Every Task state has a Catch block routing to AlertError, which sends an alert via the orchestrator’s alertError action before transitioning to End.

Lambda invocations use built-in retry: IntervalSeconds: 2, MaxAttempts: 3, BackoffRate: 2.

ARN Substitution

The ASL template at deploy/statemachine.asl.json uses four substitution variables, resolved by Terraform’s templatefile():

  • ${OrchestratorFunctionArn}
  • ${EvaluatorFunctionArn}
  • ${TriggerFunctionArn}
  • ${RunCheckerFunctionArn}

Lambda Handlers

stream-router

Processes DynamoDB Stream events.
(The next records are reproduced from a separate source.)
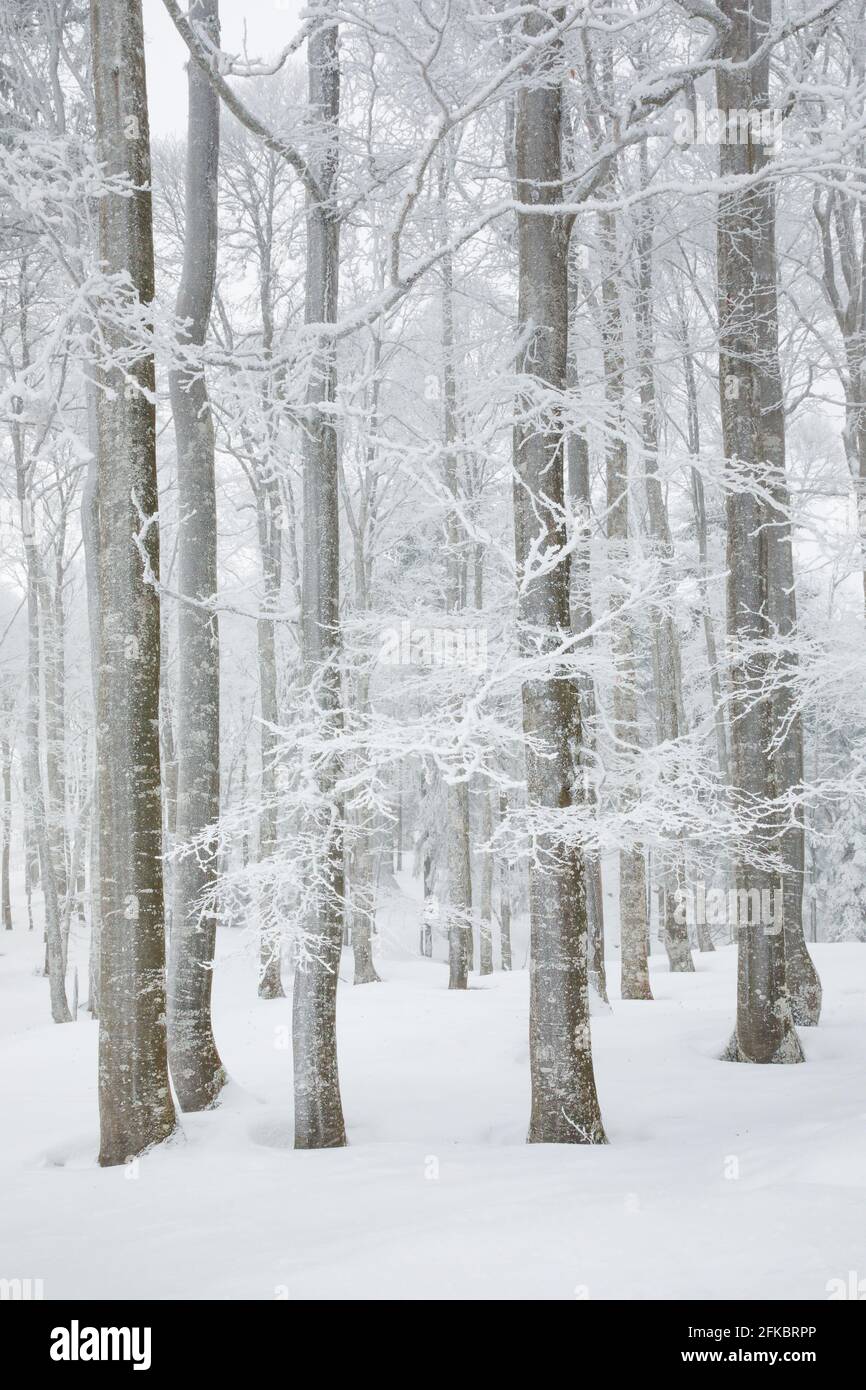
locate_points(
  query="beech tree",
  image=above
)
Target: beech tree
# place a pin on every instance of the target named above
(196, 1069)
(135, 1104)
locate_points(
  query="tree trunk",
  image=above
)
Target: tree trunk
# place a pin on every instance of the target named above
(134, 1090)
(35, 791)
(485, 904)
(196, 1069)
(459, 908)
(634, 934)
(319, 1115)
(581, 622)
(6, 751)
(670, 710)
(270, 952)
(748, 382)
(565, 1104)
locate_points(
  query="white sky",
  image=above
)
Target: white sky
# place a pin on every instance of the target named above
(270, 24)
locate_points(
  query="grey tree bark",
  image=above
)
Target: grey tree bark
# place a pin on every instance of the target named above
(565, 1104)
(667, 665)
(581, 622)
(196, 1068)
(458, 855)
(6, 755)
(485, 887)
(135, 1104)
(754, 439)
(34, 783)
(634, 934)
(319, 1116)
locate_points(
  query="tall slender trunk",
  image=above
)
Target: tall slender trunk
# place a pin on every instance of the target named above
(89, 530)
(459, 908)
(35, 790)
(319, 1115)
(581, 622)
(754, 439)
(565, 1104)
(270, 951)
(670, 709)
(634, 934)
(701, 531)
(485, 894)
(134, 1090)
(196, 1069)
(6, 754)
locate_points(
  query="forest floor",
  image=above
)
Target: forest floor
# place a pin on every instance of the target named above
(720, 1180)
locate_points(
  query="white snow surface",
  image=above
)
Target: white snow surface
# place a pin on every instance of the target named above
(719, 1182)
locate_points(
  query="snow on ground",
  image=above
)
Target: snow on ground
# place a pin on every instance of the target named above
(719, 1180)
Filters for MARKER# records (written when a pipeline needs evaluation), extracts pipelineID, date, and scheduleID from the record, and starts a Step Function execution with a deterministic name for dedup.

orchestrator

Multi-action dispatcher invoked by 10+ Step Function states. Each call specifies an action field:

ActionPurpose
checkExclusionCalendar and day-of-week exclusion check
acquireLockDistributed lock acquisition
checkRunLogExisting run log lookup
resolvePipelineLoad config + archetype, generate run ID
checkReadinessEvaluate combined trait results
checkEvaluationSLAEvaluation deadline check
checkCompletionSLACompletion deadline check
checkValidationTimeoutHard validation timeout
logResultWrite run log entry
releaseLockRelease distributed lock
checkDriftPost-completion trait drift detection
alertErrorSend error alert

evaluator

Evaluates a single trait using the HTTP evaluator runner (HTTPRunner). Receives trait type, evaluator path, config, timeout, and TTL. Stores the result in DynamoDB and returns the status.

trigger

Executes the pipeline trigger with CAS state transitions:

  1. CAS PENDING → TRIGGERING
  2. Execute trigger (Glue, EMR, HTTP, etc.)
  3. CAS TRIGGERING → RUNNING (success) or TRIGGERING → FAILED (error)

run-checker

Delegates to trigger.Runner.CheckStatus() to poll the running job. Returns running, succeeded, or failed state.